RDC : L’UNC quitte le gouvernement

RDC : L’UNC quitte le gouvernement

Le parti de Vital Kamerhe claque la porte du gouvernement. Le divorce était dans l’air depuis un certain temps.

L’UNC n’aura plus de représentant au sein du gouvernement. Pierre Kangudia, ministre du Budget, a donc quitté l’équipe du Premier ministre Tshibala.

L’UNC, sous la signature de son président Vital Kamerhe, justifie son choix par le fait qu’il était entré dans ce gouvernement pour faciliter l’organisation des élections et que celles-ci étant repoussées aux calendes grecques, il n’y a plus de raison de rester à bord du navire.

Il poursuit en expliquant que l’objectif du parti est – évidemment – le bien de tous les Congolais

Kamerhe – Kabila irréconciliables 

Il faut dire que l’UNC n’a jamais reçu les accessits qu’il pouvait espérer décrocher dans l’équipe de du Premier ministre Tshibala qui, plus que jamais, apparaît comme un chef sans envergure d’un gouvernement sans envergure. Kamerhe, qui se serait bien vu Premier ministre ou président du CNSA, a toujours été recalé par le président hors mandat Joseph Kabila. « Il ne veut pas de lui. Il va tout faire pour l’affaiblir », expliquait, à lalibreafrique.be un témoin des négociations au siège de l’UA à l’automne dernier.

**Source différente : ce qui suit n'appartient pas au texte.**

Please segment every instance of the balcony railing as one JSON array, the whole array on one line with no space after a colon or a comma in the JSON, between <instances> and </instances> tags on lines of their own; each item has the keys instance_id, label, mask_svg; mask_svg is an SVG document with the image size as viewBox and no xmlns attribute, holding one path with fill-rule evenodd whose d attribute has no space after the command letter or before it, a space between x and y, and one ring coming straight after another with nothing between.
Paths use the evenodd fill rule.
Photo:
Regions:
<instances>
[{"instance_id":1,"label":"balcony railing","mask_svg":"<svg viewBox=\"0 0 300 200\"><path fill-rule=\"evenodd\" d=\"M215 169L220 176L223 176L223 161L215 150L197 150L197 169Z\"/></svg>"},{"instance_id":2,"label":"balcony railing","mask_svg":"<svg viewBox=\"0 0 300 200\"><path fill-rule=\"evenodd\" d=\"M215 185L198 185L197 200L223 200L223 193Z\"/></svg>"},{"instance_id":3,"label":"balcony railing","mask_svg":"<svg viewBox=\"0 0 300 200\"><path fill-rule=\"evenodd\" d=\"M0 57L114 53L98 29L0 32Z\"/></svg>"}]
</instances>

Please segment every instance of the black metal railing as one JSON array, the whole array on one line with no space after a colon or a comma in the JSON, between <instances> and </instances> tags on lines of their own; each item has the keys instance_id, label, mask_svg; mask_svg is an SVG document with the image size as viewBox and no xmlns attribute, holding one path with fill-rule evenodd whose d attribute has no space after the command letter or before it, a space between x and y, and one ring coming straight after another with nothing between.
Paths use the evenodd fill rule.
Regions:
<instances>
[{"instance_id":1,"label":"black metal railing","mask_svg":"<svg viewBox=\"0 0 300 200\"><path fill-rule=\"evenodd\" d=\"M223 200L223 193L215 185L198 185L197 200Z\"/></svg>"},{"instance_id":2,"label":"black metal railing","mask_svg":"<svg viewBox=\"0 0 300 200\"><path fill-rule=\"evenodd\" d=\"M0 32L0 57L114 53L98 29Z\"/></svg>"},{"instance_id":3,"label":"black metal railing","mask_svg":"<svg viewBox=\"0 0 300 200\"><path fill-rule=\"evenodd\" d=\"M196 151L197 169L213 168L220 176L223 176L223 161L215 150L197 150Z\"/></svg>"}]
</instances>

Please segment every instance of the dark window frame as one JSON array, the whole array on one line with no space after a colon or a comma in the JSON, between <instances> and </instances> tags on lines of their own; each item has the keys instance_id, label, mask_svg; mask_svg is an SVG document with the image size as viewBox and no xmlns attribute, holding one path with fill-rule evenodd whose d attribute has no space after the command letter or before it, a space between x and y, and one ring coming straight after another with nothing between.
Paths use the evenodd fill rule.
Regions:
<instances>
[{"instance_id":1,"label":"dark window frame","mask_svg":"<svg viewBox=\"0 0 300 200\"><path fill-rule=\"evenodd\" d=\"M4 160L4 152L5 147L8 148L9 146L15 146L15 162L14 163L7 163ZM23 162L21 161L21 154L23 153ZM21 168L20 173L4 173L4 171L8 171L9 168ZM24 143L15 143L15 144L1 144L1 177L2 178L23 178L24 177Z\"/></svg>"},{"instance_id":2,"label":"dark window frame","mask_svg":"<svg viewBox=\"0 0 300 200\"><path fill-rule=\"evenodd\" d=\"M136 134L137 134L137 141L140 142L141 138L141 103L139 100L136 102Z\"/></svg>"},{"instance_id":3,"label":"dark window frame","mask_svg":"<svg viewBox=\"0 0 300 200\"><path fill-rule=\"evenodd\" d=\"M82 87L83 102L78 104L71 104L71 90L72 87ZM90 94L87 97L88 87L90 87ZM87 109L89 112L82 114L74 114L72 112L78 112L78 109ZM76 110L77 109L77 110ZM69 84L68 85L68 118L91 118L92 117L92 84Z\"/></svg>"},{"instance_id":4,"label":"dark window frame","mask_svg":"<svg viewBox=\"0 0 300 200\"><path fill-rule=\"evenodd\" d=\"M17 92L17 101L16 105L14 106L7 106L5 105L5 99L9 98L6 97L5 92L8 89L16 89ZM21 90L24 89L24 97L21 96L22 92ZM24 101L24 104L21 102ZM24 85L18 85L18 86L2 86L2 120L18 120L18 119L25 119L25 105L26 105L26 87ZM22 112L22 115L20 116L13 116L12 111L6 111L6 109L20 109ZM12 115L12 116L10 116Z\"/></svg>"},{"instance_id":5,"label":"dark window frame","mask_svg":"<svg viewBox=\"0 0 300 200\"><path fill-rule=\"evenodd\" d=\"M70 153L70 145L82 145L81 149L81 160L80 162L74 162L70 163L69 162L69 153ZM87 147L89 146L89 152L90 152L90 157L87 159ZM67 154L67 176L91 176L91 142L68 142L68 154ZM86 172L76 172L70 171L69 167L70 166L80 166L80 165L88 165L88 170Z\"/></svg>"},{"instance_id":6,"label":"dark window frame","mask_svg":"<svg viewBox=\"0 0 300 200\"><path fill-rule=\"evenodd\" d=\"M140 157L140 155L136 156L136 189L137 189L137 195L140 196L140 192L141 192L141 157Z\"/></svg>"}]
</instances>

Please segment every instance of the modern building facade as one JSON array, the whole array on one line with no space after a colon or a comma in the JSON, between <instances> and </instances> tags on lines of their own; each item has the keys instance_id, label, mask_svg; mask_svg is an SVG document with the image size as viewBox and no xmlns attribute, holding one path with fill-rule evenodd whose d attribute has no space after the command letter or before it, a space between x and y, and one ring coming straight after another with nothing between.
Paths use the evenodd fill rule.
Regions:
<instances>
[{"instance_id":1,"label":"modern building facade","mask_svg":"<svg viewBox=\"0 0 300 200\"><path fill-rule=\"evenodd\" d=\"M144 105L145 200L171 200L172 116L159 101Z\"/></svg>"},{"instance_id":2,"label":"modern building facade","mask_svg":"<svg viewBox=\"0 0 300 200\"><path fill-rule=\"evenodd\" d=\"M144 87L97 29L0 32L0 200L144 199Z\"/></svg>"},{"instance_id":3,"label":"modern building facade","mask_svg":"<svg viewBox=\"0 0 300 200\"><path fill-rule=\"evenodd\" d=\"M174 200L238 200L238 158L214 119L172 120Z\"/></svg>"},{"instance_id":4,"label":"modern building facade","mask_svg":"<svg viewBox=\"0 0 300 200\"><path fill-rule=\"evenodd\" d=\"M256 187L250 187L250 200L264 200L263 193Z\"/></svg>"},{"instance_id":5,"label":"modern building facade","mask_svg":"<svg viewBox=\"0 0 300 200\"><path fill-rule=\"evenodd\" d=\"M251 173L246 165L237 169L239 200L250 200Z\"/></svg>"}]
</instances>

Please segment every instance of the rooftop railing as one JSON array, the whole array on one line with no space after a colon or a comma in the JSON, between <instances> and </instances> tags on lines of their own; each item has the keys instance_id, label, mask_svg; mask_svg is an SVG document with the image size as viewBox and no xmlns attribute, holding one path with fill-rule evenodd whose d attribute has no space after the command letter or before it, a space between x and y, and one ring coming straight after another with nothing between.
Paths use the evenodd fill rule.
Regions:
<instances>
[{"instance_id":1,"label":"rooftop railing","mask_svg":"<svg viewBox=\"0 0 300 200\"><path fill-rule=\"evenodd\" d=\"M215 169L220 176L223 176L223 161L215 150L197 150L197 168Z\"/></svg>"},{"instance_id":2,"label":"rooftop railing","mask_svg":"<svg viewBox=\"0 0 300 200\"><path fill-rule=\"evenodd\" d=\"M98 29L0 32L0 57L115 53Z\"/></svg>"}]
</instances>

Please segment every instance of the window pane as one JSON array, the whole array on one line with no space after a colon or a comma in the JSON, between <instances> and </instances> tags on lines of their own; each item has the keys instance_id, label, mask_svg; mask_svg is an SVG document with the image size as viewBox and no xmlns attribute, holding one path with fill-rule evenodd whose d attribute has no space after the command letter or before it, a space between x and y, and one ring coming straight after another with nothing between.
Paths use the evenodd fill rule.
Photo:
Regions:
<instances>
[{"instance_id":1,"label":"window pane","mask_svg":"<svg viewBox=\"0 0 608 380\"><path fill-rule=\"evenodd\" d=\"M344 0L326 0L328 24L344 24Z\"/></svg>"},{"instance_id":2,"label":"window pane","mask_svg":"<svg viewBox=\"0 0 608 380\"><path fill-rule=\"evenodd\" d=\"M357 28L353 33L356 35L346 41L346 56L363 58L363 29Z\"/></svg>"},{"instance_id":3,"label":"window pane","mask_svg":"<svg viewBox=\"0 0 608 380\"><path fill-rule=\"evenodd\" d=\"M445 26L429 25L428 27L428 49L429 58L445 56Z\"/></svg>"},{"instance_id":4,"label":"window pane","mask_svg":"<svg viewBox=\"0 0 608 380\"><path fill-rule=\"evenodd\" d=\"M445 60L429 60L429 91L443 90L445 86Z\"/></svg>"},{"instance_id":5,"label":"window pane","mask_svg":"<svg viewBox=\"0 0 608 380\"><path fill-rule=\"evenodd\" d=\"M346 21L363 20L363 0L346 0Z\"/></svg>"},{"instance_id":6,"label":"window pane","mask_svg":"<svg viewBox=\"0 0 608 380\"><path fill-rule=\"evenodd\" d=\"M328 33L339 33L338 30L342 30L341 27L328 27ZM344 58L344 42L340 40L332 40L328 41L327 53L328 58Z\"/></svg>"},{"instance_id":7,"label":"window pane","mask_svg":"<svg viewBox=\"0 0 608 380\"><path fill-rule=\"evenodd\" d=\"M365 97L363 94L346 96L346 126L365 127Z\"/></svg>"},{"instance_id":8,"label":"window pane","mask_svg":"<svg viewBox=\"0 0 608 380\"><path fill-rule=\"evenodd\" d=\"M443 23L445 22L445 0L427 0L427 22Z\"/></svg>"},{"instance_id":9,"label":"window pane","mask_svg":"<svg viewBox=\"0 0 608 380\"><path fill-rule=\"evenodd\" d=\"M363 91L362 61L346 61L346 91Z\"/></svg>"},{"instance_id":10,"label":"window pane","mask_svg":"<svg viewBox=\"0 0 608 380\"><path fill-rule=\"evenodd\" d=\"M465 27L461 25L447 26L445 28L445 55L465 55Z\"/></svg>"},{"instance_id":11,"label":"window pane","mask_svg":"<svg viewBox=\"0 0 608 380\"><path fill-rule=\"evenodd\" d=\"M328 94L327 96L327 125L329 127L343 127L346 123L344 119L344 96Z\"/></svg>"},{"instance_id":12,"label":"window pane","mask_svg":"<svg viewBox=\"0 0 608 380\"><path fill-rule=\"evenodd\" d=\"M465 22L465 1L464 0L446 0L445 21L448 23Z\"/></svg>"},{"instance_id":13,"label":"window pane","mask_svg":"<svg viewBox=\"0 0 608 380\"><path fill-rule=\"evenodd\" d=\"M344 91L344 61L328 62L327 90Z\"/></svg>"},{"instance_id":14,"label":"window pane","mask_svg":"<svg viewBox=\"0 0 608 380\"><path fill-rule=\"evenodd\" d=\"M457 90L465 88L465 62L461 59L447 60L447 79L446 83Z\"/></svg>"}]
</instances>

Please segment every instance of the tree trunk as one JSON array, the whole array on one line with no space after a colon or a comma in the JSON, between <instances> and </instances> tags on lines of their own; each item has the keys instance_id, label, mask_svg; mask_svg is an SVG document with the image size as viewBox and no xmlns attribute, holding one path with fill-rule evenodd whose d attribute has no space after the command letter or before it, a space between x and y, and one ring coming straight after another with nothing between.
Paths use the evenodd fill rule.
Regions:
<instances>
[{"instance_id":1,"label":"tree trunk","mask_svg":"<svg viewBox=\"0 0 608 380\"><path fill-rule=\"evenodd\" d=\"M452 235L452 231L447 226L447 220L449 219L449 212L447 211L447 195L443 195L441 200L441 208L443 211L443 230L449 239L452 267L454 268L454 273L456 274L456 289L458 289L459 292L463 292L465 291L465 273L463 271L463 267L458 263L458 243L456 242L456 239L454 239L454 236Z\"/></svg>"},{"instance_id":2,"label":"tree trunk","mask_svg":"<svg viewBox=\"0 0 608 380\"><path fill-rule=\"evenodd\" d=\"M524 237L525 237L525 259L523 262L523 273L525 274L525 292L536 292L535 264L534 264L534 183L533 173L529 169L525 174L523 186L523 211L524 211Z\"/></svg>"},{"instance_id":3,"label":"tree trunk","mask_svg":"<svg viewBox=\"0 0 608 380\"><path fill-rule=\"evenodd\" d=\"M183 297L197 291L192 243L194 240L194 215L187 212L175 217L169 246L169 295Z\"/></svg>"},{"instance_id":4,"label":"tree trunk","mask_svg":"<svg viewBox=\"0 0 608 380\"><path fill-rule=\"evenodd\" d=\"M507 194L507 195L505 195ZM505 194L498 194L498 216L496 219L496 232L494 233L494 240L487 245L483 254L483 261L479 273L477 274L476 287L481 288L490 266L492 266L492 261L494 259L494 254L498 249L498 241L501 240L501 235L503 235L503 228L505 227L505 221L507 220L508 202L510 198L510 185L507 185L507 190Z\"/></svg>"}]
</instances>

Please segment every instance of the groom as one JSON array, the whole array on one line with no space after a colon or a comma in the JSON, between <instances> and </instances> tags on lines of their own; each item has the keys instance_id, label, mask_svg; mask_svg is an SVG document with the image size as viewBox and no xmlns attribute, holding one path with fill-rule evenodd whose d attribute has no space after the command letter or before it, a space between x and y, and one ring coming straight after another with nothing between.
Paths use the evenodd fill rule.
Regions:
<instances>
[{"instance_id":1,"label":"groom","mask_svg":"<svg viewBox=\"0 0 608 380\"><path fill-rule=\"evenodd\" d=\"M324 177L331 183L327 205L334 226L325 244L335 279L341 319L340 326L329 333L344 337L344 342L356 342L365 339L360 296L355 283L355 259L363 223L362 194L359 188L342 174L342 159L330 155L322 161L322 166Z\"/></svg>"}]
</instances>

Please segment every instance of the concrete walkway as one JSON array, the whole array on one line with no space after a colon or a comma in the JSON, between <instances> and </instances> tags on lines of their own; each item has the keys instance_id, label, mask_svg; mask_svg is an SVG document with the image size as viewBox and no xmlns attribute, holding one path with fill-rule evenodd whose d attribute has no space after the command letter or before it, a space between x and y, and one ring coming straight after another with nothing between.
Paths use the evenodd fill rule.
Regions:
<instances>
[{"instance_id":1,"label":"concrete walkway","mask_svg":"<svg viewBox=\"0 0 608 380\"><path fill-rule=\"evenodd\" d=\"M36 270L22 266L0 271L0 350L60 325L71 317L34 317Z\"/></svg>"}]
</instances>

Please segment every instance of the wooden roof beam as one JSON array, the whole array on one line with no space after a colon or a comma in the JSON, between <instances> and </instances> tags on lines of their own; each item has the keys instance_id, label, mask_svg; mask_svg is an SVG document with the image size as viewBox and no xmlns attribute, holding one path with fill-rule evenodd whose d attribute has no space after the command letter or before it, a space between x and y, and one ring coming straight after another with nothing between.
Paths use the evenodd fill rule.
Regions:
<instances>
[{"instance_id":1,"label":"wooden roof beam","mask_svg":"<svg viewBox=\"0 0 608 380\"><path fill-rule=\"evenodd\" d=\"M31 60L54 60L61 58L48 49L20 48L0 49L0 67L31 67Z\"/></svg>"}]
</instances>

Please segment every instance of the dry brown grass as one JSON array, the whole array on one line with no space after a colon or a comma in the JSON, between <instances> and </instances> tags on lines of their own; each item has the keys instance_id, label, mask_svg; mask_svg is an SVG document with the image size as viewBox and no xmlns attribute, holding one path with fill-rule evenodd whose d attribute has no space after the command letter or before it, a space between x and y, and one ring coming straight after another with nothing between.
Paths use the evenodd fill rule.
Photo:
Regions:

Comme Joseph Olenghankoy, qui se sent de plus en plus mal dans cette majorité présidentielle qui ne lui a pas rapporté ce qu’il pouvait espérer, l’UNC de Vital Kamerhe n’a jamais trouvé sa place dans cet attelage. A force de faire le grand écart et de ne rien voir venir, Kamerhe a compris qu’il avait désormais plus à gagner en dehors de la majorité.

A boire et à manger

Souci, où se situer ? Le Rassemblement de l’oppositon porté sur les fonts baptimaux à Genval à l’été 2016, avec comme composante la Dynamique de l’opposition, ne verra pas d’un bon oeil le retour d’un ancien compagnon parti tenté l’aventure sous d’autres cieux.

Kamerhe peut tenter une alliance avec le MLC, lui aussi, en quelque peu isolé. Mais pas évident que Bemba accepte de lui tendre les bras.

Survivre seul dans la jungle de l’opposition congolaise relève de la gageure.

Reste, la politique du bon sens. Aujourd’hui, toutes ces formations ou plate-formes ont un combat en commun à mener contre le pouvoir en place qui n’envisage pas l’alternance avant 2019, voire bien longtemps, si on le laisse faire.

Tous ces opposants pourraient donc mettre leurs égos de côté le temps du combat pour l’avènement d’une vraie démocratie en RDC. Si le peuple est bien au centre de leurs démarches, une alliance la plus large possible est nécessaire, voire… vitale pour atteindre leur objectif.

Si, ensemble, ils parviennent à contrecarrer les projets de l’actuelle majorité et à forcer un passage par les urnes vraiment transparent et démocratique, tous ceux qui se sentent l’âme d’un leader pourront alors reprendre leur indépendance pour une vraie joute électorale.